In late 2008, Selk's book was published. "10-Minute Toughness – The Mental-Training Program for Winning Before the Game Begins" outlines his program to help athletes improve their self-confidence and is illustrated with examples from among the numerous NFL and MLB players, coaches and Olympians with whom he has worked.
Selk is rightfully proud of his work. Though "10-Minute Toughness" has not yet cracked the New York Times best-seller list for hardcover advice books, the author sees his time is coming. "I think the prediction is that it is going to be the best-selling sports psychology book of all time," Selk explained. "It has done really well in the year and a half that it has been out."
I read Selk's book during the winter months and made a note to contact him even before the return of Mark McGwire, the Cardinals new hitting coach who touts visualization. In the following interview, Jason graciously covered a wide variety of topics including his methods, their applications to athletes including Cardinals players and his interaction with the coaching staff.
An outline of our discussion and selected quotes follow, but to hear the entire audio interview, you need to be a subscriber to The Cardinal Nation. If you are not already, why not take advantage of our seven-day free trial and get started now?
In the first segment of the interview, Selk describes his background and how he became a sport psychology consultant. He reveals how he created his program, and offers a look into its three phases - the daily mental workout, what goes into an effective goal-setting program and a relentless solution-focused approach.
Selk closed part one with this summary. "You're going to put yourself in a position to be in control of the thoughts in your head and if we can learn to be in control of the thoughts in our head, we are certainly going to have an advantage over controlling the way we feel and the way we perform."
Part 1 (6:45)
Next, Jason explains how he joined the Cardinals organization and how players either enter his program or are encouraged to participate.
"We've done it both ways," Selk explained. "The Cardinals at times have said ‘Hey, let's pick certain players that we want you to work with.' And there are other times when I go down and present to the whole team."
We discuss the type of players that join his program and the fact that those with off-field problems are treated separately through MLB's Employee Assistance Program. Selk notes its importance. "Usually it is very difficult if you are having off-the-field issues to not have them go on the field with you."
Selk describes how he introduces "10-MT" to major and minor league players each spring through a series of three one-to-two hour presentations covering each of the three phases. He then explains how he works with players during the season to maintain progress.

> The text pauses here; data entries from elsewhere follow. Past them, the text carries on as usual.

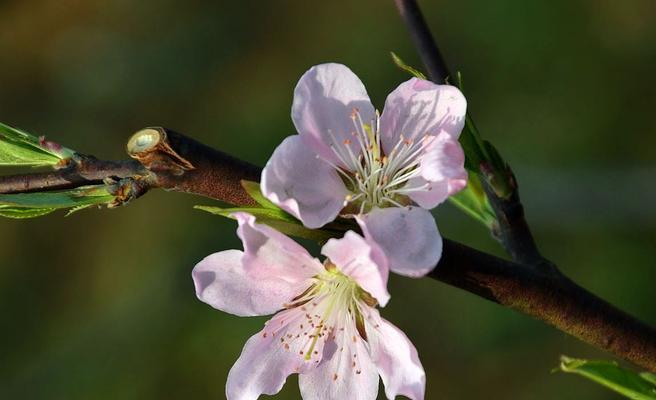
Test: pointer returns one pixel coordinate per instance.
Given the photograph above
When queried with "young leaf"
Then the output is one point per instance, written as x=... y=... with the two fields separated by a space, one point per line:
x=19 y=148
x=30 y=205
x=473 y=201
x=22 y=212
x=623 y=381
x=401 y=64
x=253 y=189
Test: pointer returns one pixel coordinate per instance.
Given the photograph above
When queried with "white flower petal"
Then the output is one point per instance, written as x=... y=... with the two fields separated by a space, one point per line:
x=397 y=360
x=303 y=185
x=263 y=366
x=408 y=237
x=418 y=107
x=324 y=100
x=346 y=371
x=363 y=261
x=221 y=282
x=268 y=254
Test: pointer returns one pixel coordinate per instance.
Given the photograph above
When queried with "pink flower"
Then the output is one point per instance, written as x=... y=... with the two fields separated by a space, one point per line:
x=329 y=331
x=347 y=160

"Typically, I go down and spend a week and teach the players the program and throughout the season, I spend an hour a week with them or once every two weeks, making sure that everything is going the way it should," Selk said. "If they have any issues they do want to discuss, then I will be there for them."
Part 2 (8:50)
In the third segment, we look at the differences in training those who participate in individual versus team sports and the role of coaches in the latter. Specifically, we discuss how Selk's role complements that of pitching coach Dave Duncan and how he expects to work with the team's new hitting coach when he arrives in Florida soon for his fifth year with the team.
"I haven't yet had a chance to sit down with Mark (McGwire) but I am hopeful that I will do that," Selk said. "I think that what I will be able to do is compliment what he is doing. I would guess that he and I are going to be on the same page.
"I think it was last year when I went to spring training and Coach Duncan pulled me aside. I didn't know what he was going to say. He said, ‘I read your book.' I didn't know with a terrific coach like that what his thoughts were going to be. It was one of the greatest compliments that I had – that he really liked it. It was a lot of the things he was already teaching.
"I hope much of what happens with Mark McGwire is like where I am with Dave Duncan. I am here to make sure I am helping those coaches get what they need from their players," Selk concluded.